Ce n’est qu’au début des années 2000, avec l’introduction de Spanx, qu’une nouvelle forme de corseterie était à nouveau largement utilisée pour créer une illusion d’un corps idéalisé sous les vêtements. Aujourd’hui, les femmes continuent d’essayer de manipuler leur corps, avec les stars Kardashian et Instagram colportant des baskets à la taille — un appareil semblable à un corset qui promet de réduire la taille pour une silhouette de sablier parfaite.

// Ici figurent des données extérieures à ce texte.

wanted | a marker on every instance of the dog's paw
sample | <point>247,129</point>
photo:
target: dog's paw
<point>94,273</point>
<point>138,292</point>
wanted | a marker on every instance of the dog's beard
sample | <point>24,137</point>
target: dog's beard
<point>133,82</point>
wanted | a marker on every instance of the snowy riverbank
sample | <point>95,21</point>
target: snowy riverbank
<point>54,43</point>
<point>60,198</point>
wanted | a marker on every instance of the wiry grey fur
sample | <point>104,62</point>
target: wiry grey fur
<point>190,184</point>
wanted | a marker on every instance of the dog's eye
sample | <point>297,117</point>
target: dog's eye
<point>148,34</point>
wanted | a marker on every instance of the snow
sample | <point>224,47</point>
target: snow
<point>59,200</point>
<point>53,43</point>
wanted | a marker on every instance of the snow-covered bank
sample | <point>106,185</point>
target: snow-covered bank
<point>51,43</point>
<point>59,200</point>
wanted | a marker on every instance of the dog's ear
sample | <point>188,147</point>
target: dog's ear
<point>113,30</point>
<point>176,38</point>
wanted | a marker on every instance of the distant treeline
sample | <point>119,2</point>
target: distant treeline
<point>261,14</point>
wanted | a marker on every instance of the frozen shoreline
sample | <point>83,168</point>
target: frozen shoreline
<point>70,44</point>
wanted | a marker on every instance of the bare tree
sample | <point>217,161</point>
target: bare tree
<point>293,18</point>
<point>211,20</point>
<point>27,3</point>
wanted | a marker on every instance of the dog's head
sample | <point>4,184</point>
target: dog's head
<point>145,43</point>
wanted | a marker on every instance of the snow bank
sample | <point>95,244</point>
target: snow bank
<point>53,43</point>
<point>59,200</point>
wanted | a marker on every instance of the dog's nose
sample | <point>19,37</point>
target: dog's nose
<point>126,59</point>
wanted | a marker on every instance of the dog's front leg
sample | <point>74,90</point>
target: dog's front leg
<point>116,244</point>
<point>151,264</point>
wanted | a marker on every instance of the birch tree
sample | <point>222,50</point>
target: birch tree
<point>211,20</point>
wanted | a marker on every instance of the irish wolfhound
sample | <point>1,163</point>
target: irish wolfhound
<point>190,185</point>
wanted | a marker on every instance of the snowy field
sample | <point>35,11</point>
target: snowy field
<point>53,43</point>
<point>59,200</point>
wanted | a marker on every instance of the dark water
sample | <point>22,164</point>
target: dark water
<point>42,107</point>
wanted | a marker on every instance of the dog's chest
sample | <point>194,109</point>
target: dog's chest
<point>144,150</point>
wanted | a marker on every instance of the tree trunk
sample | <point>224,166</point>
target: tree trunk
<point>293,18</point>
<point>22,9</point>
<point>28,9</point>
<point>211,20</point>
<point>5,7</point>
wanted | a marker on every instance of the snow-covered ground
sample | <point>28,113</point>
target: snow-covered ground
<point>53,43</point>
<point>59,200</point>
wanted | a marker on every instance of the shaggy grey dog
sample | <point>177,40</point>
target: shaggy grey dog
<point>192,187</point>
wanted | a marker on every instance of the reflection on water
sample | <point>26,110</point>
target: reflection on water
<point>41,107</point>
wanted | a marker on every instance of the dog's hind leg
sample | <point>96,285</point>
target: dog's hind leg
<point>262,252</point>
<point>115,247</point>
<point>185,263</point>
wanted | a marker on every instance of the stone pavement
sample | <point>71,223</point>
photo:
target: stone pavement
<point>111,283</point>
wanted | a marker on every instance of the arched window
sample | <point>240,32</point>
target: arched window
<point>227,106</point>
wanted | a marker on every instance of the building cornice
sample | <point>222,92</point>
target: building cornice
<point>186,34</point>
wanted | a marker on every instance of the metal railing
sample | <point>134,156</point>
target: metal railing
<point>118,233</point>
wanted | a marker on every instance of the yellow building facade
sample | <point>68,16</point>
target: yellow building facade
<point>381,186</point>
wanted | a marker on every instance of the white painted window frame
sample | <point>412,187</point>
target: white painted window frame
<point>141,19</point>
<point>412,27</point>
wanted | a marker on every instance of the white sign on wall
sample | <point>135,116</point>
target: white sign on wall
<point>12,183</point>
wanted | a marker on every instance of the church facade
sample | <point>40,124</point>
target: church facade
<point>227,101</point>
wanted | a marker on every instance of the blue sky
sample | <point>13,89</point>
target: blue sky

Il est facile de fétichiser le corset et ses évolutions ultérieures lorsque des versions extrêmes du vêtement dominent notre compréhension des corsets. Lorsque notre compréhension de la robe historique est enracinée dans des livres ou des expositions de musées, où elle est retirée des êtres humains qui les portaient, le corset peut ressembler à un dispositif de torture abstrait. Mais, comme tous les vêtements, c’était vécu, et en tant que tel, ce n’était pas une image statique de conformité; c’était plutôt un vêtement qui était destiné à s’adapter à la personne qui le portait – à la personne qui choisissait de le porter.